Nesses contratos, comuns no agronegócio, as partes acordam a venda de safra futura por um preço pré-determinado. Ao "travarem" o preço a ser praticado em momento posterior,  vendedor e comprador entendem o preço como adequado com base em seus custos e expectativas de lucro, protegendo-se da volatilidade dos preços das commodities.

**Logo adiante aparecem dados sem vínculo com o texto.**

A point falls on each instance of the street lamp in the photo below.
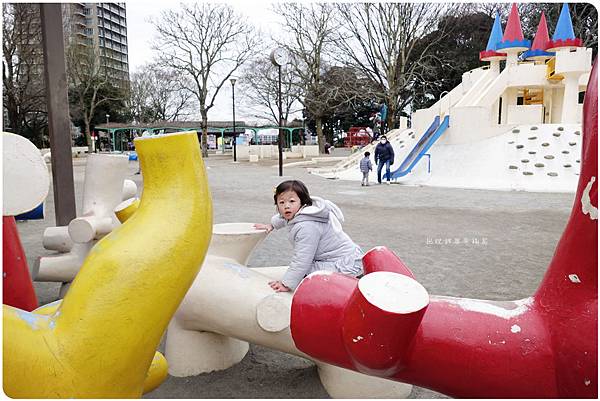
(232, 80)
(279, 58)
(107, 130)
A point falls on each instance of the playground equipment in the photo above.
(230, 305)
(544, 346)
(101, 340)
(357, 136)
(25, 185)
(536, 91)
(101, 193)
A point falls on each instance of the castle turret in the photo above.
(490, 54)
(564, 37)
(513, 42)
(540, 43)
(570, 64)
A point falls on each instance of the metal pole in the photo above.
(58, 113)
(280, 131)
(234, 133)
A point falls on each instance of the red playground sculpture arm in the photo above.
(545, 346)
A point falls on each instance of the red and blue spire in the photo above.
(563, 34)
(540, 43)
(490, 52)
(513, 35)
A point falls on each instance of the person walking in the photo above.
(384, 156)
(365, 168)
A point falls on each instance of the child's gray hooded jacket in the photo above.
(319, 242)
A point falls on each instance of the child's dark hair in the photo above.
(298, 187)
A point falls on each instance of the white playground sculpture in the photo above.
(22, 163)
(515, 129)
(230, 305)
(101, 194)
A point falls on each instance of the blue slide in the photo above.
(432, 134)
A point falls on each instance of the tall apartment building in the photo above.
(104, 27)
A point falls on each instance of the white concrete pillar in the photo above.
(511, 56)
(570, 98)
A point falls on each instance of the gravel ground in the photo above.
(432, 229)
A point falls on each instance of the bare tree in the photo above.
(158, 94)
(260, 86)
(208, 42)
(89, 84)
(312, 28)
(380, 39)
(22, 71)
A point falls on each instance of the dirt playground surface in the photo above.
(464, 243)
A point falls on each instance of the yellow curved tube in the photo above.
(159, 368)
(101, 340)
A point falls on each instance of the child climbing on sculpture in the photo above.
(315, 231)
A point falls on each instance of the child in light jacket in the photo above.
(365, 168)
(315, 231)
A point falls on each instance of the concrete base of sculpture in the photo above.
(101, 341)
(101, 193)
(230, 305)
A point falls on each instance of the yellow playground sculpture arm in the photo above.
(101, 340)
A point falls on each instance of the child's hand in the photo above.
(267, 227)
(278, 286)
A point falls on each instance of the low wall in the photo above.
(76, 151)
(272, 152)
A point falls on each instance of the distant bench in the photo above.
(76, 151)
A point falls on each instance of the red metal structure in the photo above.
(357, 136)
(544, 346)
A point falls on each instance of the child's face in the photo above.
(288, 204)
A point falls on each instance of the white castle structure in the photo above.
(516, 128)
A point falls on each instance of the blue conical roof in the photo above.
(564, 27)
(496, 34)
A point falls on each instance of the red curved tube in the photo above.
(17, 288)
(545, 346)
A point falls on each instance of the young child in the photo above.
(365, 167)
(315, 231)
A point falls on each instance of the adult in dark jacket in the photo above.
(384, 155)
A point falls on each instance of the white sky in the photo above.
(140, 33)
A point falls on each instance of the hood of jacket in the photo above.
(322, 211)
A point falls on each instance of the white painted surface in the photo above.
(129, 189)
(505, 310)
(101, 194)
(485, 164)
(25, 178)
(229, 305)
(586, 203)
(57, 239)
(525, 114)
(393, 292)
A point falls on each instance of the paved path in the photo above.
(431, 229)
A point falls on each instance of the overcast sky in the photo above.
(140, 33)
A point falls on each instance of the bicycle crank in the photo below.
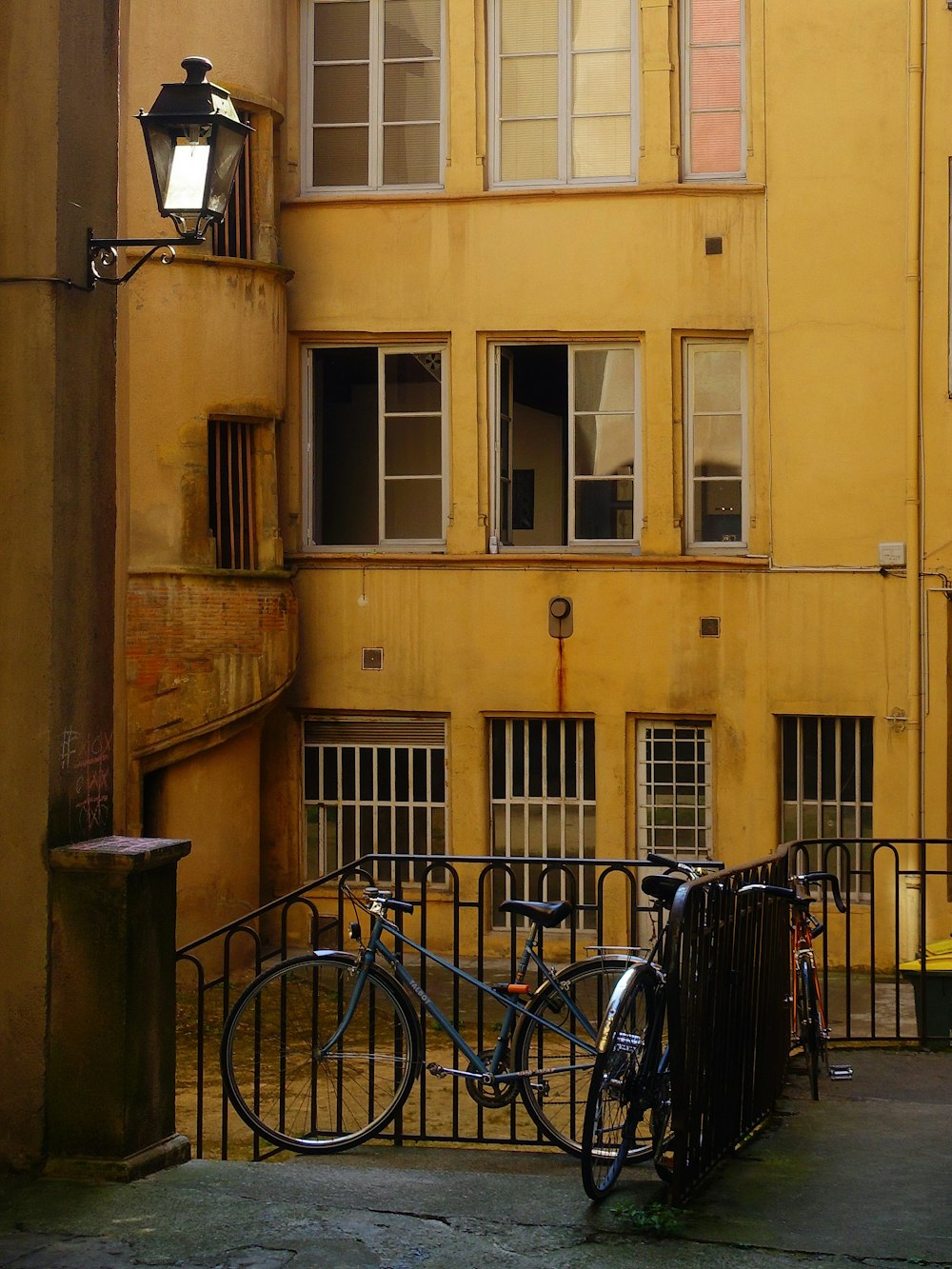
(491, 1093)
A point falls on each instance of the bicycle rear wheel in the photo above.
(301, 1082)
(616, 1124)
(811, 1039)
(555, 1097)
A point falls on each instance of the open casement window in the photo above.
(828, 792)
(543, 804)
(375, 784)
(567, 427)
(373, 94)
(565, 90)
(712, 89)
(377, 446)
(674, 788)
(715, 434)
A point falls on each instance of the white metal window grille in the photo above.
(375, 785)
(828, 791)
(712, 88)
(674, 803)
(376, 452)
(567, 446)
(543, 804)
(231, 492)
(373, 94)
(715, 439)
(565, 91)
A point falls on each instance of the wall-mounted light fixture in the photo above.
(194, 141)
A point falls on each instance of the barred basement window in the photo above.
(231, 492)
(828, 792)
(234, 235)
(543, 803)
(375, 785)
(674, 789)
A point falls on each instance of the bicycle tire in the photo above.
(297, 1097)
(810, 1028)
(616, 1127)
(556, 1101)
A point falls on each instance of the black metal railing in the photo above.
(457, 915)
(727, 970)
(727, 963)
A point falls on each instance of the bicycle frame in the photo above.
(480, 1069)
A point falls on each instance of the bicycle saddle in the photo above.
(546, 914)
(663, 887)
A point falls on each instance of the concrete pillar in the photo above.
(110, 1098)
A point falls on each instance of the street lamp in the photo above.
(194, 142)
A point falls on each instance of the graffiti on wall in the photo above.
(87, 761)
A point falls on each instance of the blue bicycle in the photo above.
(322, 1051)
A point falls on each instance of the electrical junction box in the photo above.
(893, 555)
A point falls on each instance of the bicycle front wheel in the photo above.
(300, 1078)
(811, 1037)
(560, 1065)
(616, 1122)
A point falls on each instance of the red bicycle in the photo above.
(810, 1031)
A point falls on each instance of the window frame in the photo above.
(687, 113)
(645, 803)
(375, 126)
(565, 117)
(498, 350)
(695, 545)
(310, 457)
(375, 735)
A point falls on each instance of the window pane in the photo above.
(411, 153)
(715, 22)
(602, 148)
(411, 91)
(529, 87)
(718, 510)
(601, 23)
(715, 144)
(718, 380)
(411, 28)
(342, 30)
(341, 94)
(413, 509)
(601, 84)
(604, 510)
(529, 149)
(718, 446)
(605, 445)
(411, 382)
(528, 26)
(715, 79)
(341, 156)
(413, 446)
(605, 378)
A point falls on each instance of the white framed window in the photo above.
(674, 792)
(376, 446)
(372, 94)
(564, 91)
(543, 804)
(716, 445)
(714, 126)
(375, 785)
(567, 446)
(826, 791)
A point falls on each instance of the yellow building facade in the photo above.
(619, 305)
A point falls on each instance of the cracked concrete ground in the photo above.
(863, 1177)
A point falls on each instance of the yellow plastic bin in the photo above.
(932, 982)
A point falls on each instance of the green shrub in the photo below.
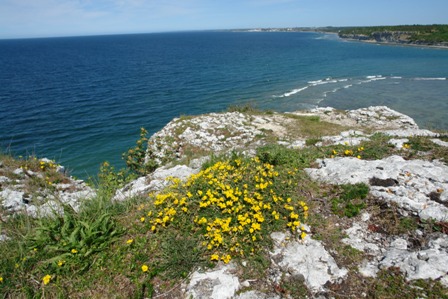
(351, 200)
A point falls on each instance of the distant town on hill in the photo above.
(436, 35)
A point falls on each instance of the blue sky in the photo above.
(45, 18)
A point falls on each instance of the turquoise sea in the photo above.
(82, 100)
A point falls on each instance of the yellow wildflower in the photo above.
(214, 257)
(46, 279)
(226, 259)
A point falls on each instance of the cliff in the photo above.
(244, 204)
(428, 35)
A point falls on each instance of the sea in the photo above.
(83, 100)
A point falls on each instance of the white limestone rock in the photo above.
(351, 137)
(439, 142)
(398, 143)
(415, 180)
(219, 283)
(410, 133)
(306, 258)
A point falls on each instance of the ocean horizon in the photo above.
(82, 100)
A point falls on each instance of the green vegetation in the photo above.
(418, 33)
(351, 200)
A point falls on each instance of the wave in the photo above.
(430, 79)
(292, 92)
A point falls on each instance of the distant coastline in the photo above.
(428, 36)
(434, 36)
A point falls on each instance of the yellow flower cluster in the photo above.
(46, 279)
(47, 165)
(230, 203)
(348, 152)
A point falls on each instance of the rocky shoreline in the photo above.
(392, 38)
(415, 187)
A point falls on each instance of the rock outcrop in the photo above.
(31, 192)
(417, 188)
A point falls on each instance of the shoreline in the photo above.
(394, 43)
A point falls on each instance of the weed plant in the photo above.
(230, 208)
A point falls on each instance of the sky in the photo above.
(50, 18)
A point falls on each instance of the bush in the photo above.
(230, 208)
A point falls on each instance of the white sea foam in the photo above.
(320, 82)
(430, 79)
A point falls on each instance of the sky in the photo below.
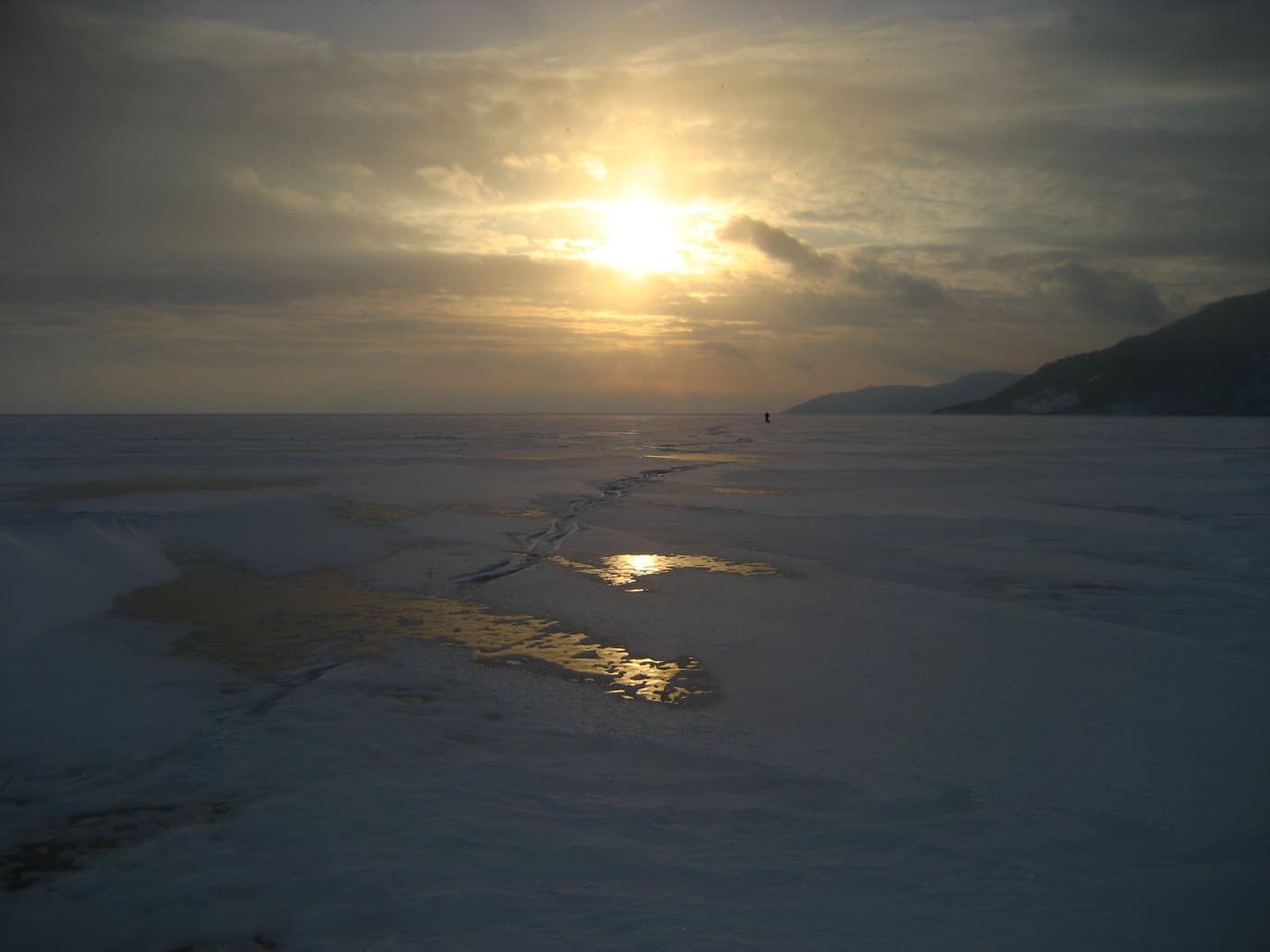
(553, 206)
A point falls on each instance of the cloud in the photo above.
(457, 182)
(778, 244)
(1105, 293)
(946, 189)
(551, 162)
(897, 286)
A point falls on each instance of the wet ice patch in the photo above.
(293, 630)
(375, 513)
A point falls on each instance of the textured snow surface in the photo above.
(1001, 683)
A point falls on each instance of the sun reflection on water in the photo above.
(625, 569)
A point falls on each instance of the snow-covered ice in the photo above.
(392, 683)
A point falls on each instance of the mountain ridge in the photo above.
(905, 398)
(1213, 362)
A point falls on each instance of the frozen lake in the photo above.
(634, 683)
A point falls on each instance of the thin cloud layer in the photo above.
(852, 198)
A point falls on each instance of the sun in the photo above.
(643, 236)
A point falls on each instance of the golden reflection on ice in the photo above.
(267, 628)
(625, 569)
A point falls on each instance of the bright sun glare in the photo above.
(641, 238)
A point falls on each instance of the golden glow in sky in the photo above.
(643, 236)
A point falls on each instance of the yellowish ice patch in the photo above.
(267, 628)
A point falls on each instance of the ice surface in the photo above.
(999, 684)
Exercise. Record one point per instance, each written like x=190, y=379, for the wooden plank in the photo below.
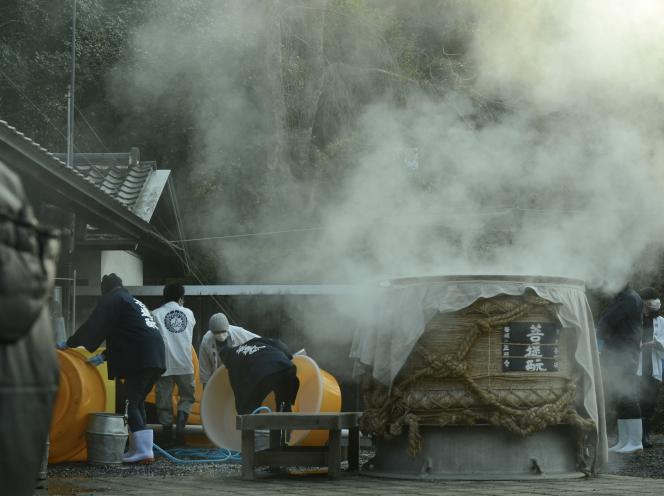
x=275, y=445
x=248, y=448
x=354, y=449
x=334, y=454
x=275, y=439
x=291, y=458
x=310, y=421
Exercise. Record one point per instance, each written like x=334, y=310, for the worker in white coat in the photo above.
x=219, y=331
x=650, y=359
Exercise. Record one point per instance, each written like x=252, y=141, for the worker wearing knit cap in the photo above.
x=134, y=350
x=219, y=331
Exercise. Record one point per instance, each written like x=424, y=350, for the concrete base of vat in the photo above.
x=478, y=453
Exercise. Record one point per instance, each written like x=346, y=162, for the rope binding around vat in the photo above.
x=388, y=413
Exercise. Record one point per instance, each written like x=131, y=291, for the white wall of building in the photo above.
x=126, y=264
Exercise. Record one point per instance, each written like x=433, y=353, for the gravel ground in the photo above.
x=649, y=464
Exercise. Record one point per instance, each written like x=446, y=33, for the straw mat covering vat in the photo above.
x=465, y=368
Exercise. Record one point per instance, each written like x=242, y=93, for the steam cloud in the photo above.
x=563, y=179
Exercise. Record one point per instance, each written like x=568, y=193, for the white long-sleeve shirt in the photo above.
x=176, y=325
x=208, y=358
x=657, y=355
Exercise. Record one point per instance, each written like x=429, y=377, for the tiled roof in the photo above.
x=131, y=189
x=114, y=173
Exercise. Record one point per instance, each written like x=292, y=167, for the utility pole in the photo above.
x=70, y=93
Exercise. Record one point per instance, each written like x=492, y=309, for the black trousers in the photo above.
x=138, y=386
x=649, y=388
x=285, y=385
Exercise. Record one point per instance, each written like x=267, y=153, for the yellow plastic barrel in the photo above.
x=319, y=392
x=83, y=389
x=195, y=415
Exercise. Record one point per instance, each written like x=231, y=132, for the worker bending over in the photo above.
x=135, y=353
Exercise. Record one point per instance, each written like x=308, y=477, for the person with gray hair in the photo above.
x=219, y=331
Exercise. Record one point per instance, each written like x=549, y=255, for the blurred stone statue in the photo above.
x=28, y=362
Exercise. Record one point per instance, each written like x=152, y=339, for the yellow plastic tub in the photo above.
x=83, y=389
x=319, y=392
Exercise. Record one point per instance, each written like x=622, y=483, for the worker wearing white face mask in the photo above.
x=220, y=331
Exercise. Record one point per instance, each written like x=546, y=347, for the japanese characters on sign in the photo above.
x=531, y=347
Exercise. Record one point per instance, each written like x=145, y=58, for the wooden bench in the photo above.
x=281, y=455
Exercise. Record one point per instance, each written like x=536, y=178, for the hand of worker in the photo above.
x=96, y=360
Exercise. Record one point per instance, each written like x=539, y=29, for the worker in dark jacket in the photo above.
x=135, y=353
x=257, y=368
x=28, y=362
x=620, y=329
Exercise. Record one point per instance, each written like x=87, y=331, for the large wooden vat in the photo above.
x=496, y=377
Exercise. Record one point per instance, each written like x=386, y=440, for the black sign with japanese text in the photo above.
x=530, y=347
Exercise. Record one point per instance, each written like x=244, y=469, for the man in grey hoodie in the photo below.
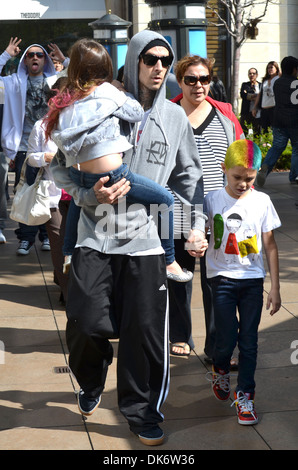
x=118, y=285
x=24, y=95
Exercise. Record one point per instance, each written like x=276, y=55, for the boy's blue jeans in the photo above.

A partir da expectativa de recebimento do produto no prazo e pelo preço acordados, o comprador pode assumir diversas obrigações com as próximas etapas da sua cadeia produtiva. Assim, o inadimplemento do contrato futuro pode acarretar relevantes prejuízos ao comprador, visto que, para fazer frente às obrigações assumidas, terá que adquirir os produtos não recebidos no mercado à vista, com preços potencialmente maiores do que aqueles objeto de contrato inadimplido. Aquele que contratou, por exemplo, café arábica, açúcar, algodão ou milho pelo preço praticado em setembro de 2019 para recebimento em agosto de 2021, caso tivesse que comprar os mesmos produtos neste mês, no mercado à vista, teria que pagar, respectivamente, quase 130%, 100%, 106%, 170% a mais do que o inicialmente previsto[3], o que dá uma ideia dos potenciais prejuízos a serem experimentados pelo adquirente em caso de descumprimento dos contratos futuros.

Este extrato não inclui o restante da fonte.